# 1st Product Attempt



## That One Guy (May 4, 2008)

I mainly shoot portraits and I am wanting to add product photography to my list of services. This shot was a quick set up to test my L series lens. A plastic seal around the top of the bottle caused the glare and of course if this were for a client I would have removed the seal.

c&c welcomed and appreciated


----------



## That One Guy (May 4, 2008)

no comments?


----------



## TamiyaGuy (May 5, 2008)

Pretty nice. Just a couple of things I would like to add (although I admit they are nit-picky):

The front of the box seems a bit dark to my liking, maybe add a flash on the front of it or do some PP to make it lighter. Also, I would've used a larger aperture to blur the crumpled tablecloth 

Other than those really minor details, though, that is a really nice picture!


----------



## That One Guy (May 5, 2008)

TamiyaGuy said:


> Pretty nice. Just a couple of things I would like to add (although I admit they are nit-picky):
> 
> The front of the box seems a bit dark to my liking, maybe add a flash on the front of it or do some PP to make it lighter. Also, I would've used a larger aperture to blur the crumpled tablecloth
> 
> Other than those really minor details, though, that is a really nice picture!

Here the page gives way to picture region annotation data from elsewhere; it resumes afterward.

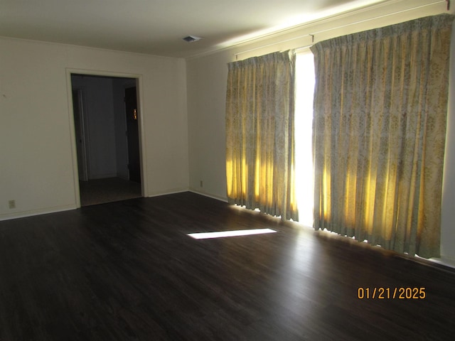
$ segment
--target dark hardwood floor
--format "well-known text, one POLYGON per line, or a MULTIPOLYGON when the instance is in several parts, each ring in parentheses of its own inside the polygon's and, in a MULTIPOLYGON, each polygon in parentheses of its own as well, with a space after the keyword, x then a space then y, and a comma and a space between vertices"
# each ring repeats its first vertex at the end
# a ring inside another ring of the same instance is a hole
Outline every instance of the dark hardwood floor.
POLYGON ((0 222, 1 341, 449 340, 454 332, 453 269, 191 193, 0 222), (277 233, 186 235, 265 227, 277 233), (425 297, 359 299, 358 288, 370 297, 375 288, 424 288, 425 297))

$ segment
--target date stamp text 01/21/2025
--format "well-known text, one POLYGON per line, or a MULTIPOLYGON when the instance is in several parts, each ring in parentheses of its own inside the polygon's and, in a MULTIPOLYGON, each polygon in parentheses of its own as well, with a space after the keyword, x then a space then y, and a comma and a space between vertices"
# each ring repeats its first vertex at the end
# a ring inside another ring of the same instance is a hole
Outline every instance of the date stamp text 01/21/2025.
POLYGON ((371 287, 358 288, 357 298, 360 300, 368 299, 400 299, 400 300, 422 300, 427 297, 425 288, 412 287, 371 287))

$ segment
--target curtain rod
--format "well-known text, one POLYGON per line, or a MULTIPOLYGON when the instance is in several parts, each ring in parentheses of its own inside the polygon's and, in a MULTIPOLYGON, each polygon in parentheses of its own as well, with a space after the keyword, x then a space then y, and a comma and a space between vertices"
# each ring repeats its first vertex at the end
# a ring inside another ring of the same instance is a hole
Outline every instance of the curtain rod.
POLYGON ((402 11, 398 11, 397 12, 390 13, 388 14, 384 14, 383 16, 375 16, 374 18, 369 18, 368 19, 360 20, 359 21, 355 21, 354 23, 347 23, 346 25, 341 25, 341 26, 337 26, 337 27, 333 27, 333 28, 327 28, 326 30, 322 30, 322 31, 314 32, 312 33, 308 33, 308 34, 305 34, 304 36, 299 36, 298 37, 291 38, 290 39, 287 39, 285 40, 280 40, 278 43, 272 43, 270 44, 264 45, 259 46, 258 48, 251 48, 250 50, 246 50, 245 51, 239 52, 237 53, 234 54, 234 55, 235 56, 235 60, 238 60, 239 55, 242 55, 243 53, 247 53, 248 52, 251 52, 251 51, 254 51, 254 50, 259 50, 260 48, 268 48, 269 46, 273 46, 274 45, 282 44, 283 43, 287 43, 288 41, 295 40, 300 39, 300 38, 305 38, 305 37, 311 37, 311 45, 305 45, 305 46, 300 46, 299 48, 296 48, 296 50, 301 50, 303 48, 309 48, 309 47, 311 47, 313 45, 312 44, 313 44, 313 43, 314 43, 314 36, 316 35, 316 34, 322 33, 324 33, 324 32, 328 32, 329 31, 337 30, 338 28, 343 28, 344 27, 350 26, 351 25, 357 25, 358 23, 365 23, 366 21, 372 21, 372 20, 380 19, 381 18, 385 18, 386 16, 393 16, 395 14, 398 14, 398 13, 400 13, 407 12, 408 11, 412 11, 412 10, 414 10, 414 9, 421 9, 421 8, 423 8, 423 7, 426 7, 427 6, 436 5, 437 4, 441 4, 442 2, 446 2, 446 5, 447 5, 446 6, 446 10, 449 11, 450 10, 450 0, 440 0, 439 1, 432 2, 431 4, 425 4, 424 5, 421 5, 421 6, 417 6, 416 7, 412 7, 412 8, 410 8, 410 9, 403 9, 402 11))

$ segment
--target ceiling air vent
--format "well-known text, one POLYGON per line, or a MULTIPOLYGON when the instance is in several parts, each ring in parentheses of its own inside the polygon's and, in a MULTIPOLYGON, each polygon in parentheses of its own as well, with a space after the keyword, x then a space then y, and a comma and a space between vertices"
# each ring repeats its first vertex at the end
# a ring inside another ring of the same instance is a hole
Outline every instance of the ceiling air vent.
POLYGON ((188 36, 188 37, 182 38, 187 43, 193 43, 193 41, 198 41, 202 39, 202 38, 196 37, 196 36, 188 36))

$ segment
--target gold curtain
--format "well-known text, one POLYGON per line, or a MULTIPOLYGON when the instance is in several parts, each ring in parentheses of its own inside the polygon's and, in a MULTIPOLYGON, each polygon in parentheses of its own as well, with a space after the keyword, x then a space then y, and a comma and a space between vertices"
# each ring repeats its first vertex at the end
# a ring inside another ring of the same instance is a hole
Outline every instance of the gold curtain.
POLYGON ((453 16, 315 44, 314 228, 439 256, 453 16))
POLYGON ((296 220, 294 70, 293 51, 228 64, 226 178, 230 203, 296 220))

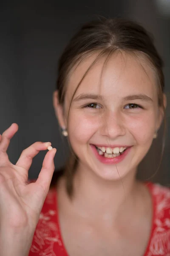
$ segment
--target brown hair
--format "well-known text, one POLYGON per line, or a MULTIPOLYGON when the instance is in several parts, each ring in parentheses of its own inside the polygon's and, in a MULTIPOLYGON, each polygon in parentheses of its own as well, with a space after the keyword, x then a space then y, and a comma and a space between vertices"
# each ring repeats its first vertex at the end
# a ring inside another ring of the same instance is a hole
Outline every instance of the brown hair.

thanks  i will keep those suggestions in mind


----------



## craig (May 6, 2008)

Do you have some other photos from this shoot? This one seems to lack creativity.

Love & Bass


----------



## Atropine (May 7, 2008)

I think the photo is slightly underexposed and too tightly cropped. And there is a weird shadow coming in on the right side disturbing the shape of the bottle.


----------



## That One Guy (May 7, 2008)

craig said:


> Do you have some other photos from this shoot? This one seems to lack creativity.
> 
> Love & Bass



no this shot was just to test my new lens. the wine was a gift and was sitting on the table. i just made a quick arrangement.


----------